States such as Connecticut and Wisconsin enacted similar laws earlier. The move by New York, the home of many of the highest-income business owners, is particularly important.
Details vary by state, but here’s generally how the workarounds operate. States impose taxes—often optional—on pass-through entities such as partnerships and S corporations, a tax designation for certain closely held businesses. Those taxes are paid and get subtracted before income flows to business owners, effectively creating an unlimited deduction.
The laws use tax credits or other mechanisms to absolve owners of individual income-tax liabilities from business income. Thus, they satisfy state income-tax obligations without generating income-tax deductions subject to the federal cap.
State revenue is virtually unchanged, because the entity-level tax replaces personal income taxes at roughly similar rates. Business owners win because every $100,000 of newly deductible state taxes reduces federal taxes by as much as $37,000. The federal government loses money.
The workarounds put pass-through businesses on a more level footing with corporations, which fully deduct corporate income taxes.
New York has a top-heavy income-tax base where the highest-earning 2% of filers account for about half of revenue. A significant chunk now flows through this alternate path available to owners of pass-through businesses.
The state’s top income-tax rate rose to 10.9% for income over $25 million for tax year 2021.
New York is one of 22 states that have adopted similar systems to help pass-through business owners get around the $10,000 cap, according to the Main Street Employers coalition, a business group pushing the idea. Congress created the cap to generate money to pay for tax rate cuts. Republicans say the old unlimited deduction subsidized high-tax states, because federal taxpayers were picking up part of the cost of state tax increases.
Most states either have enacted a way for business owners to get around the $10,000 cap on the state and local tax deduction or don’t have an income tax.
Without broad individual income taxes
Without broad individual income taxes
Without broad individual income taxes
Democrats rode opposition to the cap to political gains in New York and New Jersey in 2018 but they haven’t been able to repeal or increase it yet. The House passed a bill last year that would raise the cap to $80,000, but it remains stalled in the Senate along with the rest of President Biden’s Build Back Better agenda.

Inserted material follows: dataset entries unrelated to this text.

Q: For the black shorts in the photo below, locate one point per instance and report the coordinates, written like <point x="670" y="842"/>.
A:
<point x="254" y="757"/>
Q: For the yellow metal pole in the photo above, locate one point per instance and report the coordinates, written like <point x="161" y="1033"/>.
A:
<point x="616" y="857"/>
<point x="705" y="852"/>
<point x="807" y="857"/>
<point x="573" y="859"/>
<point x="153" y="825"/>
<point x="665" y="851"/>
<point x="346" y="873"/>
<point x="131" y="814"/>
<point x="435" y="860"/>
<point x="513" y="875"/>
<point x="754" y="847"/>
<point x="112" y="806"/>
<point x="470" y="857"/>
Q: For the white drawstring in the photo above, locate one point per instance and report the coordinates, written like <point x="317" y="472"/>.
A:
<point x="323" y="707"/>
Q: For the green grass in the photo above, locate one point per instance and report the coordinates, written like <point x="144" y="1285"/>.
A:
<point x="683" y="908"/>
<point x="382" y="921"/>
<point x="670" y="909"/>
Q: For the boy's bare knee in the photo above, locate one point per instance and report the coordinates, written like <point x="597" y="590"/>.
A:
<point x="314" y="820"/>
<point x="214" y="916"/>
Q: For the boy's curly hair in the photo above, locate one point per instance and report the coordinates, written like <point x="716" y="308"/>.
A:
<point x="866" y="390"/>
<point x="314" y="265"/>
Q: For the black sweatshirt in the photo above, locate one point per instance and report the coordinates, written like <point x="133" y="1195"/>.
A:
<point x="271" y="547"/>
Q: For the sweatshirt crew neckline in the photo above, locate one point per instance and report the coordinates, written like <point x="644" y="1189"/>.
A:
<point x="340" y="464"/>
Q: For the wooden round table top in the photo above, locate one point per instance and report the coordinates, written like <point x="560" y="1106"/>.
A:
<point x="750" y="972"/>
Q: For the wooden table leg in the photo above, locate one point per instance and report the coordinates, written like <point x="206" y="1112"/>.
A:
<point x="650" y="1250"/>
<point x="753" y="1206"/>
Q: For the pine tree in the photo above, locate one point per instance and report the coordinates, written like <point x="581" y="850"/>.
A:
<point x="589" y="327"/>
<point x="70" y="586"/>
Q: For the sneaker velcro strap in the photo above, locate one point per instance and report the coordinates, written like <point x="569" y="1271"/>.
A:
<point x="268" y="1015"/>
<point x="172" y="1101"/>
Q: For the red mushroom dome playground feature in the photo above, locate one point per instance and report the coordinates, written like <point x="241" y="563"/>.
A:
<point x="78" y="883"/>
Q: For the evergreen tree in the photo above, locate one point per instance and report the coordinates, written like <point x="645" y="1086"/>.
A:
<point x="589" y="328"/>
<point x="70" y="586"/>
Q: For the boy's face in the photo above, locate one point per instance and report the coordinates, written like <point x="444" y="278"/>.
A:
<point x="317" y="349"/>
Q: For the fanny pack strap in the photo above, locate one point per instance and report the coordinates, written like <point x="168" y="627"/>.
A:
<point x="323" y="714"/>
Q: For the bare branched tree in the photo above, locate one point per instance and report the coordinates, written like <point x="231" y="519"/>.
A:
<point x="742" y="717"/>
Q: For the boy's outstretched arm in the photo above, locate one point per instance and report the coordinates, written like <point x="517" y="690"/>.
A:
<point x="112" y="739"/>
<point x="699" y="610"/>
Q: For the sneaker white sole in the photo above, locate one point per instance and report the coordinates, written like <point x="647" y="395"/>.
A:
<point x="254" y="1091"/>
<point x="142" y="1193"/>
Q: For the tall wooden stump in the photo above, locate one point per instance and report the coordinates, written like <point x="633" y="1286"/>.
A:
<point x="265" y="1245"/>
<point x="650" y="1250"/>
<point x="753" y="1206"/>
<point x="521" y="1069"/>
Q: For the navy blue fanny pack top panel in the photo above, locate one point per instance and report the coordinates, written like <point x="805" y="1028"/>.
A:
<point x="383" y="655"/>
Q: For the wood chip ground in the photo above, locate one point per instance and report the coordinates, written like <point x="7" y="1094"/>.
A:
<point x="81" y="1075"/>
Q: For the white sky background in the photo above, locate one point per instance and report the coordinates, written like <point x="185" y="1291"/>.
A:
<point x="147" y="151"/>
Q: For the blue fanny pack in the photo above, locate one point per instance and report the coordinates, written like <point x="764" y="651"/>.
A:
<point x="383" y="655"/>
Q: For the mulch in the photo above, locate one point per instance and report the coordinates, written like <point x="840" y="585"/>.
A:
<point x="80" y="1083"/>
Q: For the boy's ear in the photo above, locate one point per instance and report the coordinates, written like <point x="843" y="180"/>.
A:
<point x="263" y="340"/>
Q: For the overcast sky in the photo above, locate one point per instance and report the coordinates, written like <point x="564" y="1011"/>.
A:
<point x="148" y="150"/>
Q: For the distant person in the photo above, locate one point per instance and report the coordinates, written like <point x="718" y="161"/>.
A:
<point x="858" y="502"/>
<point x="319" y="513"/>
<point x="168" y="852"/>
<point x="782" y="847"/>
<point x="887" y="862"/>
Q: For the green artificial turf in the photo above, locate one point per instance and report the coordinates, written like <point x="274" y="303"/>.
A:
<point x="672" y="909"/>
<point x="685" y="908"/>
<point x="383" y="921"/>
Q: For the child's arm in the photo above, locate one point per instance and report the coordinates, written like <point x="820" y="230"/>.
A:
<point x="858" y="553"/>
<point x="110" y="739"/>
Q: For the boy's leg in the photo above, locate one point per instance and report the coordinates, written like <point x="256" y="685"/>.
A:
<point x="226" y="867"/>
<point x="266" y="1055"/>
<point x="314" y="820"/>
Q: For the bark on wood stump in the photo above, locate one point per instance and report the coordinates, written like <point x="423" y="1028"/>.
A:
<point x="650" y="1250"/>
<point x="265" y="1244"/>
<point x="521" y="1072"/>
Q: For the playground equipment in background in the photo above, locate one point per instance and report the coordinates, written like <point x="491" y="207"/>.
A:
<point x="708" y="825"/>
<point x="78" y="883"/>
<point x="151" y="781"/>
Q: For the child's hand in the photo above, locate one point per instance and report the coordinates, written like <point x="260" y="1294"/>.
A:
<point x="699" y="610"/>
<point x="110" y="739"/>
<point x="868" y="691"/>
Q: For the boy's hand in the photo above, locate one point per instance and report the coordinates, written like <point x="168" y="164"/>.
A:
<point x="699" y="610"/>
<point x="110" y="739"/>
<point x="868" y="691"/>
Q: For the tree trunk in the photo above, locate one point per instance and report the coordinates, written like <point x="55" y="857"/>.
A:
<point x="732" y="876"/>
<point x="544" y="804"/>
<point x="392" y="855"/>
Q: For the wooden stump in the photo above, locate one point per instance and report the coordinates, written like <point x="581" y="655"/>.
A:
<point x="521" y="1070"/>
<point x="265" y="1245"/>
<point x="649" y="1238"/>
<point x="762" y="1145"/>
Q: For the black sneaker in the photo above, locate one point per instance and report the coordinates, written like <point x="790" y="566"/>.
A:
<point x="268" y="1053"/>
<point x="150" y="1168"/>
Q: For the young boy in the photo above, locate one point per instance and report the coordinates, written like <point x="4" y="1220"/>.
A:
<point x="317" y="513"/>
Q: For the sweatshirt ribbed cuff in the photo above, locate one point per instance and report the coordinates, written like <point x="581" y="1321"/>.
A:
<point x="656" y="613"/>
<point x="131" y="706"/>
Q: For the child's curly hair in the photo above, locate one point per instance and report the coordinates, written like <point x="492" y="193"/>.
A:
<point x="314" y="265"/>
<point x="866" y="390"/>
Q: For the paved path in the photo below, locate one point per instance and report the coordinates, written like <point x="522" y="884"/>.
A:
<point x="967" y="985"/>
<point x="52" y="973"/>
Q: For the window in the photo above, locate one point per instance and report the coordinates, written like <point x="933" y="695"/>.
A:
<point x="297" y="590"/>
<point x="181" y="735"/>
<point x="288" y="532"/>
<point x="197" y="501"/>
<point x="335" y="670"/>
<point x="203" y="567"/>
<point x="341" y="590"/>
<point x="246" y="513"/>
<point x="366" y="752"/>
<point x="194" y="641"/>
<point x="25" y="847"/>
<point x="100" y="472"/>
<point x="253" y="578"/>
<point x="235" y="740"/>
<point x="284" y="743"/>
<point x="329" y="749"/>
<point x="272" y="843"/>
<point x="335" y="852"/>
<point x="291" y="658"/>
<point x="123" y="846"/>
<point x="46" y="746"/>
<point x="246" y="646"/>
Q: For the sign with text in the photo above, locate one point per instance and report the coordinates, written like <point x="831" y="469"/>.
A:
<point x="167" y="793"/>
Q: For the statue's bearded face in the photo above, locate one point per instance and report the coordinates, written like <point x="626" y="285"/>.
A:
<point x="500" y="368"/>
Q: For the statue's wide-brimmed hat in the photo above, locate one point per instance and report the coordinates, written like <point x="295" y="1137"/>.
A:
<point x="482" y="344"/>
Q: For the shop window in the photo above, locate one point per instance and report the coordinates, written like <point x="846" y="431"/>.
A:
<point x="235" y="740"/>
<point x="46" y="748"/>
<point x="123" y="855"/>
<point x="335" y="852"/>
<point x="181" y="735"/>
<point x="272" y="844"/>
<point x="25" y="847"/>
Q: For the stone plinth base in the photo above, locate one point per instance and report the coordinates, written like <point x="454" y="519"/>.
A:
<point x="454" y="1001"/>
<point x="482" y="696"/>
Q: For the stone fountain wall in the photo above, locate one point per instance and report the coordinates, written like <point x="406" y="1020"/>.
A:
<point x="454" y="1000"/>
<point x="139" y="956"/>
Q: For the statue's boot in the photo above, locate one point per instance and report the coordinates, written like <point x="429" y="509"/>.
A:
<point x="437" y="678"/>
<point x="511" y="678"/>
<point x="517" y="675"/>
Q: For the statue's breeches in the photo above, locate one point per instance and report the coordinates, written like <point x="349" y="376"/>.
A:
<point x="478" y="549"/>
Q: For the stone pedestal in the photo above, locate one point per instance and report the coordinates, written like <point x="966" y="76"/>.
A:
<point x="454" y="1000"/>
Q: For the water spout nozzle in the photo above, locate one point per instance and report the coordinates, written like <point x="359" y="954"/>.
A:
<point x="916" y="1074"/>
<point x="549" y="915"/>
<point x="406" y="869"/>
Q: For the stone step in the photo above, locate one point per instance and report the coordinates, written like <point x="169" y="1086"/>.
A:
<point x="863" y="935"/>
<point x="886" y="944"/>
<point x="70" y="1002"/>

New York and several other states also filed a federal lawsuit alleging that the cap is unconstitutional. That’s failed at the district and appeals court levels. Last week, the states asked the Supreme Court to hear the case.
This pass-through workaround to the cap, by contrast to other approaches, has been bipartisan and spread across Republican and Democratic states. The Treasury Department blessed it in 2020. The Biden administration, which has mostly left the issue to Congress, hasn’t shown any public interest in reversing that decision to strengthen enforcement of the limit.
“The cap is still, for the most part, doing its job. It’s just unfortunate that states are going to such lengths to try to protect their high earners from paying federal taxes,” said
Marc Goldwein,
senior vice president at the Committee for a Responsible Federal Budget in Washington. “It seems like win-win-win when you don’t account for the federal revenue part of it.”
Kathryn Wylde,
president and chief executive of the business group Partnership for New York City, said the program was highly effective for the state and called on New York City to make a similar allowance for its local income tax.
“These are accounting firms, legal firms, financial firms—and they’re many of the people who New York state is most at risk of losing based on the very high tax burden they have with very limited deductions,” she said.